Among challenges over the next several weeks is construction of a massive set—a job that will entail at least 150 hours of manpower.
“The Lion King Jr. is a show that has an iconic set with pieces like Pride Rock and the gorge,” said Adam Vandre, technical coordinator. “Much of the scenery is organic—we’re literally recreating grassland on stage.”
Sound and lighting, which includes projection detail and other high-tech elements, are expected to have taken at least 100 hours by opening night. The key to success is seamless transition between movements of scenery, while ensuring actors know their places amidst the changes.
“This is like a dance,” Cultural Arts Supervisor Beth Waller said during a recent rehearsal. “Everything is orchestrated to the last detail. You don’t want the audience to be aware of what’s going on behind the scenes.”
And the cast is facing its own challenge—learning to sing in the African language Zulu.
“Let’s all say it together— Ingonyama nengw' enamabala,” Rehearsal Assistant Keri Dahm instructs the cast as they practice the intro to Circle of Life. “This song is important. It’s the opener.”
Although the show includes seasoned actors with several District productions under their belts, The Lion King Jr. also features a few newcomers. One of those is Tony Walsh of Schaumburg who landed the role of Simba’s father, Mufasa,. Walsh said he was encouraged to audition by his sister, Paige Lovell, who plays the older Nala.
“We come from a musical family and I’ve always enjoyed doing this type of stuff at home,” said Walsh, 18. “I figured I’d try it at least once.”
Walsh is honored to have landed such a prestigious part in his first live stage show.
“Playing this character will be interesting,” he said. “Mufasa is protective of his son and takes care of his whole kingdom. I have to be both a king and a father for this performance.”
Performing in District musicals since he was 7, Dylan Carlyon, 9, is playing young Simba. Carlyon, who’s held roles in Peter Pan Jr. and Seussical Jr., looks forward to singing “I Just Can’t Wait to be King.”
“I love being in Schaumburg Park District plays,” said Carlyon, of Elk Grove Village. “It’s so much fun standing up in front of people and saying my lines.”
His co-star, Isabelle Vallina, 9, finds inspiration in her character—the young Nala.

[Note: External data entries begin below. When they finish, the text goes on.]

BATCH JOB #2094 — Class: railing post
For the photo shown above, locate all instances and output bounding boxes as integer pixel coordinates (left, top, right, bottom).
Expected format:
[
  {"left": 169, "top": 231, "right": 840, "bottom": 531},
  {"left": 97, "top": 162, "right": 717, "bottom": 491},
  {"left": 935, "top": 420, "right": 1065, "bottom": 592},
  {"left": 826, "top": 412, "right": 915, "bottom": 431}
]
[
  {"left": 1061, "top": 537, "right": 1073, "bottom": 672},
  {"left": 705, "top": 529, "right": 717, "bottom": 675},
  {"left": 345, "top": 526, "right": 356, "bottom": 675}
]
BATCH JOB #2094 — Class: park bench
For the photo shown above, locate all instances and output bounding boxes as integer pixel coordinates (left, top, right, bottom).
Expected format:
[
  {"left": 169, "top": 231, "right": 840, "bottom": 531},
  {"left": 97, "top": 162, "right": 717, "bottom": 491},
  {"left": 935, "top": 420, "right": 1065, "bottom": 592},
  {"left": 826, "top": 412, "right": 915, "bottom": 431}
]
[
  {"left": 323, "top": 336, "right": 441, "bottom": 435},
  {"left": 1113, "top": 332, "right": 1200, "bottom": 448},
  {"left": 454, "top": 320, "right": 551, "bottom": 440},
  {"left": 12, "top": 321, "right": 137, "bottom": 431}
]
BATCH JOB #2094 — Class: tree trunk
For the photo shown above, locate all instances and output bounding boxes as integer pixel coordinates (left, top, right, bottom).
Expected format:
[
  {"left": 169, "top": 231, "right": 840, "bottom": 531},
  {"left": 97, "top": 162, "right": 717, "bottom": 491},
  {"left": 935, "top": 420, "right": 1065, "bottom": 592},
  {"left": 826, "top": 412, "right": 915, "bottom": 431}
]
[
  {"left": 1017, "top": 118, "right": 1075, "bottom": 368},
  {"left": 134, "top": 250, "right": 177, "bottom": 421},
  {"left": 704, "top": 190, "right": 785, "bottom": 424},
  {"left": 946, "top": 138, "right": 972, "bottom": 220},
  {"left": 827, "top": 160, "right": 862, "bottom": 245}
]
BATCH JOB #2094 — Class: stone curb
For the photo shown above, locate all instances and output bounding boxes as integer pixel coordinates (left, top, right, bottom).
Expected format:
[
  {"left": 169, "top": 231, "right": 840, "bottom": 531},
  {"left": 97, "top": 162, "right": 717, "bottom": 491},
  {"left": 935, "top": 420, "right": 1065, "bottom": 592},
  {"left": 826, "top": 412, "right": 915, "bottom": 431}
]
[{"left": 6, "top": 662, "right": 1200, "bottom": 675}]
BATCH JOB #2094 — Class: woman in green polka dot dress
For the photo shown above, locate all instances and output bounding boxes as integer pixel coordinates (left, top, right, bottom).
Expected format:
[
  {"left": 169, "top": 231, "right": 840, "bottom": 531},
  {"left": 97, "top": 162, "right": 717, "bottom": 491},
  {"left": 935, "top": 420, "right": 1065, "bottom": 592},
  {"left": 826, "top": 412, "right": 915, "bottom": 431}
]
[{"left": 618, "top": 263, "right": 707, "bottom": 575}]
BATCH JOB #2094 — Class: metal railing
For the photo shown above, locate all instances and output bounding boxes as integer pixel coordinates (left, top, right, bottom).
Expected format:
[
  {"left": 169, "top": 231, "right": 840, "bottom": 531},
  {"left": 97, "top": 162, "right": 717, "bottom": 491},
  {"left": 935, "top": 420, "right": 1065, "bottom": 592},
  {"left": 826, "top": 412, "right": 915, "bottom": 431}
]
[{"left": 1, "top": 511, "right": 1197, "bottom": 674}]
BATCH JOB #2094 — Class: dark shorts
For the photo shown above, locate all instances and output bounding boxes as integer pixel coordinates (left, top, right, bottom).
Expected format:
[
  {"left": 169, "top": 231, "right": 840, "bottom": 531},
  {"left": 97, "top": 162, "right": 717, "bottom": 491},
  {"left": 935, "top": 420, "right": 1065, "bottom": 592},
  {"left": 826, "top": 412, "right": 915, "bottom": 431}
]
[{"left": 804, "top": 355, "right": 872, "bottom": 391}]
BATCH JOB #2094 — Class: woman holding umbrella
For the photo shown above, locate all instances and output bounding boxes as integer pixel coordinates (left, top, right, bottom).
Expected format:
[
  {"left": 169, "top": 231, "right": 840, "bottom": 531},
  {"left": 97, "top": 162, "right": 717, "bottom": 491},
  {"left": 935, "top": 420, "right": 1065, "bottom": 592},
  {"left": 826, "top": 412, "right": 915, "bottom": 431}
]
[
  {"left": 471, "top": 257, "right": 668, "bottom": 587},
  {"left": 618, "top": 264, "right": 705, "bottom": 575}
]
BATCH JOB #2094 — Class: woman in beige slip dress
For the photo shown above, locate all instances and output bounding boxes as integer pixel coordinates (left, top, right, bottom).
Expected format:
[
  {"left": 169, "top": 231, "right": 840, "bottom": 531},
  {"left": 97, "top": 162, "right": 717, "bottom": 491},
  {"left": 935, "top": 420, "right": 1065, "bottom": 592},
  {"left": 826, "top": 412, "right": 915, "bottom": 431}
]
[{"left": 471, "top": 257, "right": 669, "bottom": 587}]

Vallina has performed in six other District musicals.
“I like Nala’s confidence,” said Vallina, of Schaumburg. “She’s not afraid to be herself.”
Charlotte McGrath, 12, plays the straight-laced but loveable Zazu, Mufasa’s adviser. Despite her experience playing smaller roles in District productions such as Willy Wonka Jr., Mulan Jr., Wizard of Oz and Beauty and the Beast Jr., McGrath admits she’s nervous about her role.
“I’ve never really had a role like this,” McGrath said. “It’s going to be hard to remember my lines. But I’m excited and I think the show will turn out well.”
With so many different age ranges and roles among the cast, Waller takes great care to go over the rules before every rehearsal. Although plays are fun, she is quick to remind performers they also are hard work. The group will work together through about 25 rehearsals to ensure perfection by opening night.
“We have a lot to do over the next few weeks,” Waller tells her cast. “Some people get different parts than others, but we’ll all try to be the best we can be and have a wonderful show.”
Show times for The Lion King Jr. are 7 p.m., Nov. 18 and 19 and 2 p.m., Nov. 20. Tickets are $12 for adults, $7 for youth 12 and younger and free for children 2 and younger if being held.